Ciocia zamknęła oczy. Nagle zrobiła się blada. Wystraszyłam się, ale ona spojrzała na mnie jakoś dziwnie.
- Agatko, nie wiem czemu, ale spotkałaś Zosię, córkę mojej przyjaciółki.
- Twojej przyjaciółki? Ale ktoś jej robi krzywdę, była przerażona. Wspominała, że kościelny ją szuka i chce ja zabić. Musimy zawiadomić jej matkę, pewnie o niczym nie wie. I wydobyć ją z tej studni, może jeszcze żyje.
Ciocia chwyciła się za serce.
Widzisz, ona zaginęła dwa miesiące temu. Szukano jej wszędzie.

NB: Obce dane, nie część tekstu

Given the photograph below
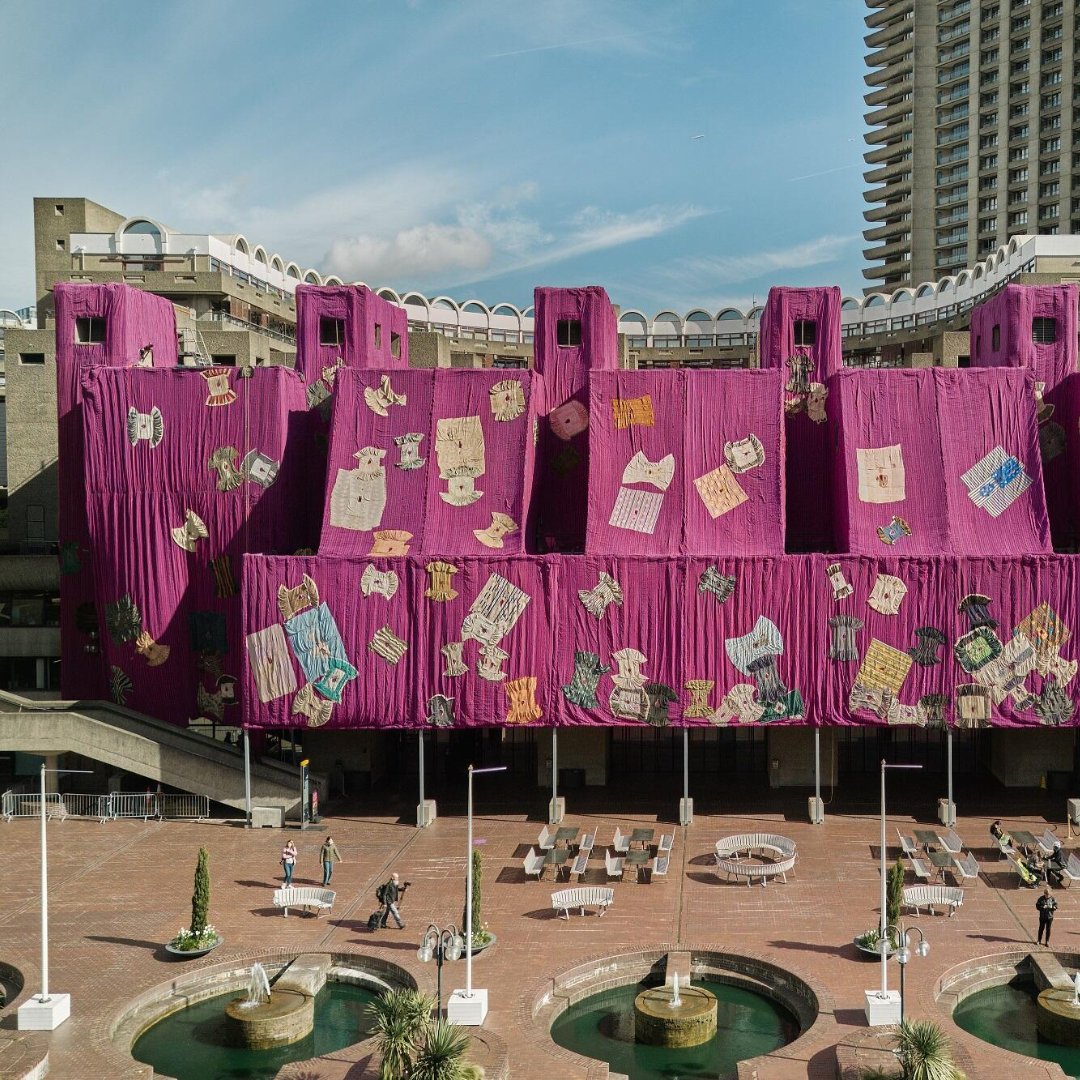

-No to teraz odnalazła się. Trzeba powiadomić rodzinę i policję. Zadzwoń.
Policjant potraktował mnie poważnie. Zwołał kilku ochotników, którzy mieli zbadać studnię. Pokazałam im to miejsce, ale potem musiałam odejść.
Po kilku godzinach zadzwonił do cioci.
Gdy odkładała słuchawkę, była blada .
- Znaleźli zwłoki Zosi pod kamieniami, którymi zasypana była studnia. Leżała tam od prawie dwóch miesięcy. Została prawdopodobnie zamordowana.
   Nie byłam zdolna odpowiedzieć. Zrozumiałam, że widziałam ducha. Po śmierci ona sama wskazała mi miejsce jej pochówku. Wtedy przypomniałam sobie, co mówiła o kościelnym. Powiedziałam to policji.
Byli ciekawi, skąd wiedziałam. Opowiedziałam, jak było. Musieli mi uwierzyć.
Po wznowieniu dochodzenia okazało się, że mordercą dziewczynki rzeczywiście był kościelny. Odpowiedział również za inne zabójstwo sprzed roku.
Natychmiast wróciłam do domu. Byłam wystraszona całym tym zdarzeniem, ale cieszyłam się, że sprawca został ukarany i nie skrzywdzi już innego dziecka.